Lisa Jeanine Findley, who was arrested last August, entered her guilty plea in a Memphis federal court. She previously pleaded not guilty to a two-count indictment – the second count of aggravated identity theft will be dropped. Findley will be sentenced on June 19.

Findley – who used multiple aliases including Lisa Holden, Lisa Howell, Gregory Naussany, Kurt Naussany, Lisa Jeanine Sullins, and Carolyn Williams – posed as three different individuals affiliated with a fictitious private lender named Naussany Investments & Private Lending LLC and claimed Presley’s daughter, the late Lisa-Marie Presley, borrowed $3.8 million in 2018 from Naussany Investments while pledging Graceland as collateral for the loan. After insisting that Presley failed to repay the debt, Findley allegedly fabricated loan documents with forged signatures for Lisa-Marie Presley and a Florida State notary public.

Findley then allegedly filed a false creditor’s claim with the Superior Court of California in Los Angeles, and a fake deed of trust with the Shelby County Register’s Office in Memphis.

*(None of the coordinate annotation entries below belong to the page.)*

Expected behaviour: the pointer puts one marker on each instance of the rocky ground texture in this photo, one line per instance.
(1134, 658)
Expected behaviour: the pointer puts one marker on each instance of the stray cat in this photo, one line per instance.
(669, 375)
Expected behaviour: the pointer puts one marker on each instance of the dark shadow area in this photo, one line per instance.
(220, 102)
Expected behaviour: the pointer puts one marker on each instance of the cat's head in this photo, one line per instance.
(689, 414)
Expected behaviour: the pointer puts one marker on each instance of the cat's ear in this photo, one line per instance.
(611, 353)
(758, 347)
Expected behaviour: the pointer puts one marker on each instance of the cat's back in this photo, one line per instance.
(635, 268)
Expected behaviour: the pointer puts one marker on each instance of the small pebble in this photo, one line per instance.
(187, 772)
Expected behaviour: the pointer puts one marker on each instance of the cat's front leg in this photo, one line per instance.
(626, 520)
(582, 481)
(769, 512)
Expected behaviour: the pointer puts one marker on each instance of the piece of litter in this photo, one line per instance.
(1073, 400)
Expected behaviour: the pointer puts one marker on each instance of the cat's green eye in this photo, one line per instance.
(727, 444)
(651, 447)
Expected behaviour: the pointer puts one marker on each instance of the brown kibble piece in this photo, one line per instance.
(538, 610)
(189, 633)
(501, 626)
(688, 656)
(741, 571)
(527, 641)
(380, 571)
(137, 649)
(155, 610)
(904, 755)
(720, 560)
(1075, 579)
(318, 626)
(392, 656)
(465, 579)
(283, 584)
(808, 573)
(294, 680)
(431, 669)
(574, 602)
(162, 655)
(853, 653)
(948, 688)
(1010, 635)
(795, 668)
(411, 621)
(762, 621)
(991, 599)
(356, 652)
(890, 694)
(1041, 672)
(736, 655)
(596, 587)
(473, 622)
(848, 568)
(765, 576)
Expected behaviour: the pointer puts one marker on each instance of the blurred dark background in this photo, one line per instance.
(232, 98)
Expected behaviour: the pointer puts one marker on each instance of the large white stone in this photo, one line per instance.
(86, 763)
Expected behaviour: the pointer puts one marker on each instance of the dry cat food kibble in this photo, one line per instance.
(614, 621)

Findley also allegedly published a fraudulent foreclosure notice in The Commercial Appeal, a Memphis newspaper, announcing that Naussany Investments planned to auction Graceland to the highest bidder last May.

When Naussany Investments was sued by Elvis Presley’s family in Tennessee state court as part of an effort to stop the sale of Graceland, Findley allegedly submitted false court filings. But after the scheme attracted global media attention and a judge blocked the auction, Findley allegedly wrote to representatives of the Presley family, the Tennessee state court, and the media to claim falsely that a Nigerian identity thief was responsible for the scheme.

Presley bought the 13.8-acre property in 1957 and died at the estate in 1977; he is buried on its grounds, along with his parents, grandmother, daughter and grandson. Graceland welcomes approximately 600,000 visitors each year, and it was listed in the National Register of Historic Places in 1991 and was named a National Historic Landmark in 2006.